In this case, Plaintiff brings causes of action under 42 U.S.C. § 1983. For civil rights suits filed in Michigan under § 1983, the statute of limitations is three years. See MICH. COMP. LAWS § 600.5805(10); Carroll v. Wilkerson, 782 F.2d 44 (6th Cir. 1986) (per curiam); Stafford v. Vaughn, No. 97-2239, 1999 WL 96990, at *1 (6th Cir. Feb. 2, 1999). Furthermore, "Michigan law provides for tolling of the limitations period while an earlier action was pending which was later dismissed without prejudice." Kalasho v. City of Eastpointe, 66 F. App'x 610, 611 (6th Cir. 2003). Because his claims arose in 2016, Plaintiff has ample time remaining in the limitations period. Plaintiff therefore will not suffer gratuitous harm if the improperly joined Defendants are dismissed. Accordingly, the Court will exercise its discretion under Rule 21 and dismiss all Defendants other than Defendant Thompson from the action, without prejudice to the institution of new, separate lawsuits by Plaintiff against those Defendants.4 See Coughlin, 130 F.3d at 1350 ("In such a case, the court can generally dismiss all but the first named plaintiff without prejudice to the institution of new, separate lawsuits by the dropped plaintiffs"); Carney, 2008 WL 485204, at *3 (same).
At this stage of the proceedings, Plaintiff's allegations are sufficient to state a claim against Defendant Thompson. Consequently, the Court will order service of the complaint against him.
Having conducted the review required by the Prison Litigation Reform Act, the Court determines that Plaintiff Wright will be dismissed without prejudice for failure to comply with the Court's order to file an amended complaint. The Court will order service of Plaintiff's claim against Defendant Thompson. Plaintiff's claims against the remaining Defendants will be dismissed without prejudice for improper joinder.

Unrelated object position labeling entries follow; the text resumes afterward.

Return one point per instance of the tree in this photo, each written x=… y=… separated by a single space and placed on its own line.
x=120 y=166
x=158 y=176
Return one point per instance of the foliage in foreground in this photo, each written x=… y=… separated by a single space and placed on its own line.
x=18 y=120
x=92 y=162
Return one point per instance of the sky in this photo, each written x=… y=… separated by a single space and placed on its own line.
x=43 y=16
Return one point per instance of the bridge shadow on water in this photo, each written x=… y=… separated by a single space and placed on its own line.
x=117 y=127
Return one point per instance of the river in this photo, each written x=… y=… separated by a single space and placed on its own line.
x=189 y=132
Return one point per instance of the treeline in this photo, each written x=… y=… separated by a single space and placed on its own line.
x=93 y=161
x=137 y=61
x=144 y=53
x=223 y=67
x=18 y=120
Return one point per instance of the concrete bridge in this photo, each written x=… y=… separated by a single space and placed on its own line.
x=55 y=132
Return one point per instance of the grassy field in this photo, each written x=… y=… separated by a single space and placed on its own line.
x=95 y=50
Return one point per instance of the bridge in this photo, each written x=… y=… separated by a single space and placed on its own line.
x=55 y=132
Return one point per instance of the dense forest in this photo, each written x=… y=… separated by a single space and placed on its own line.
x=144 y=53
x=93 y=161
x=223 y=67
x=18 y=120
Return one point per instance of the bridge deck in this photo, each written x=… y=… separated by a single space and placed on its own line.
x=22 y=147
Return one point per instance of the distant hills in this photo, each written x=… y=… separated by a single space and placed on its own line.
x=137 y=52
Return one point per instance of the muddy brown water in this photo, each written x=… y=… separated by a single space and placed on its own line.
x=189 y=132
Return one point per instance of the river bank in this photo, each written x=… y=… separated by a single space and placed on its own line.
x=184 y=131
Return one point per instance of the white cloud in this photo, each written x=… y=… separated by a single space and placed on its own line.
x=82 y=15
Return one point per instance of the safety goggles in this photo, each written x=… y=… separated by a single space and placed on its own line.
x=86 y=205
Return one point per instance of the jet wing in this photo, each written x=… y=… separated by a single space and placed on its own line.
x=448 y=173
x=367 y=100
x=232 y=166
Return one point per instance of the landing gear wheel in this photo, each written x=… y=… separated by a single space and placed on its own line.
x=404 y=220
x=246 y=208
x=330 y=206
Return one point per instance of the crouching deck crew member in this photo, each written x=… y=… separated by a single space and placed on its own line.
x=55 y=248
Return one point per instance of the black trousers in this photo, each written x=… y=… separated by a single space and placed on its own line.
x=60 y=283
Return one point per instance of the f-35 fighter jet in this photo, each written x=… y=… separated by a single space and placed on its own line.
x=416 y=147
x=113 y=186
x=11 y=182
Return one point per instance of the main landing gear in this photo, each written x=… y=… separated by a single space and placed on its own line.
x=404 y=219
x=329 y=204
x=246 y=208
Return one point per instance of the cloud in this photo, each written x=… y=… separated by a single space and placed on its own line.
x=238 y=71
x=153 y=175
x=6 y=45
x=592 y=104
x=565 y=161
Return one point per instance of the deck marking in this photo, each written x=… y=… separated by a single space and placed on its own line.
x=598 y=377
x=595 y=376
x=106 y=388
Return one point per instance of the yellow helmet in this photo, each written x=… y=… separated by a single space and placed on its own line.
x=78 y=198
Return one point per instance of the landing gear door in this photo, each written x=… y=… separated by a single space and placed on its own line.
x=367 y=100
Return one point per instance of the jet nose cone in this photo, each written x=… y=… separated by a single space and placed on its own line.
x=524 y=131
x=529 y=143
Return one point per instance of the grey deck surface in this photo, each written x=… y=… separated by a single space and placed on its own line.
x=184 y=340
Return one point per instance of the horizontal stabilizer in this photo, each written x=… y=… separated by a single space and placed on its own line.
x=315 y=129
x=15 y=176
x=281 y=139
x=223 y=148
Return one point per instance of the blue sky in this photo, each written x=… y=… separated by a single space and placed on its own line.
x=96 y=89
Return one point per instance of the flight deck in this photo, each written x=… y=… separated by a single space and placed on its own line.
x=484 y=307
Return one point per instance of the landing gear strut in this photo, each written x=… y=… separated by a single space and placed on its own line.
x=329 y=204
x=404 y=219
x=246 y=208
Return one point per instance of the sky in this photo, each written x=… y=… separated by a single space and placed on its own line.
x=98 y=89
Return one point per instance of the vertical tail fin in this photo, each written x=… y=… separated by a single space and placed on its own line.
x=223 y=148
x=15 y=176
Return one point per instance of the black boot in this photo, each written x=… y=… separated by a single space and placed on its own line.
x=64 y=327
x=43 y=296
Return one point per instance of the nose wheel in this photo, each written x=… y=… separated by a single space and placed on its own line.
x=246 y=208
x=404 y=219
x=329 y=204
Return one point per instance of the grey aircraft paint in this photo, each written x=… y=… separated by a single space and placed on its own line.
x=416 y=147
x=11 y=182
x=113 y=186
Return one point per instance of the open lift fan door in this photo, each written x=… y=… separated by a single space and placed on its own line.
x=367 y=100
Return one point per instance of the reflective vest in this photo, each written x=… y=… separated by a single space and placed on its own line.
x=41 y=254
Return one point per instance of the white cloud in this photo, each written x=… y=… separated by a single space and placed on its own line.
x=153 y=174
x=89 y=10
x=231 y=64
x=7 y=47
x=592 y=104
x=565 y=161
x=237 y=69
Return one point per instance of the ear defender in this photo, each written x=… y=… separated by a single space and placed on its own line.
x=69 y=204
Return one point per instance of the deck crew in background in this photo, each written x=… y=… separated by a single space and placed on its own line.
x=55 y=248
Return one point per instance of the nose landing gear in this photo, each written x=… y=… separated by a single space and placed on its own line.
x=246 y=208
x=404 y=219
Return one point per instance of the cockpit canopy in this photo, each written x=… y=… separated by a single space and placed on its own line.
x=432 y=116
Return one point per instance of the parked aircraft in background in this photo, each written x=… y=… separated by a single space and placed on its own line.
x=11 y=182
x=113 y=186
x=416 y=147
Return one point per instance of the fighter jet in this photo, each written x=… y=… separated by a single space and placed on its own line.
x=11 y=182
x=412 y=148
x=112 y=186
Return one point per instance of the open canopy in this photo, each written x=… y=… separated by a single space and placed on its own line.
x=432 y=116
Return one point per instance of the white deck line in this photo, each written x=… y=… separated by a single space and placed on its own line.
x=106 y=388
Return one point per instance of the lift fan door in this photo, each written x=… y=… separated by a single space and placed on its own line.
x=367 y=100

FootNotes 1. The Court notes that Plaintiff Pugh lacks standing to assert the constitutional rights of other prisoners. Newsom v Norris, 888 F.2d 371, 381 (6th Cir. 1989); Raines v. Goedde, No. 92-3120, 1992 WL 188120, at *2 (6th Cir. Aug. 6, 1992). As a layman, Plaintiff may only represent himself with respect to his individual claims, and may not act on behalf of other prisoners. See O'Malley v. Brierley, 477 F.2d 785 (3d Cir. 1973); Lutz v. LaVelle, 809 F.Supp. 323, 325 (M.D. Pa. 1991); Snead v. Kirkland, 462 F.Supp. 914, 918 (E.D. Pa. 1978).
2. Defendants Trierweiler, Davids and Macauley are listed in the amended complaint before Thompson, but the only allegations in the complaint against them were made by Plaintiff Wright, who has been dismissed from this action.
3. Plaintiff Wright made a separate claim against Defendants Edwards, Trierweiler, Davids and Macauley regarding the rejection of seven books sent from an Islamic bookstore, but as previously discussed, Plaintiff Wright's claims have been dismissed without prejudice.
4. As fully discussed in this opinion, Plaintiff is cautioned that he must limit all future actions to Defendants who are transactionally related to one another. Not all of the dismissed claims and Defendants would be properly brought in a single new action.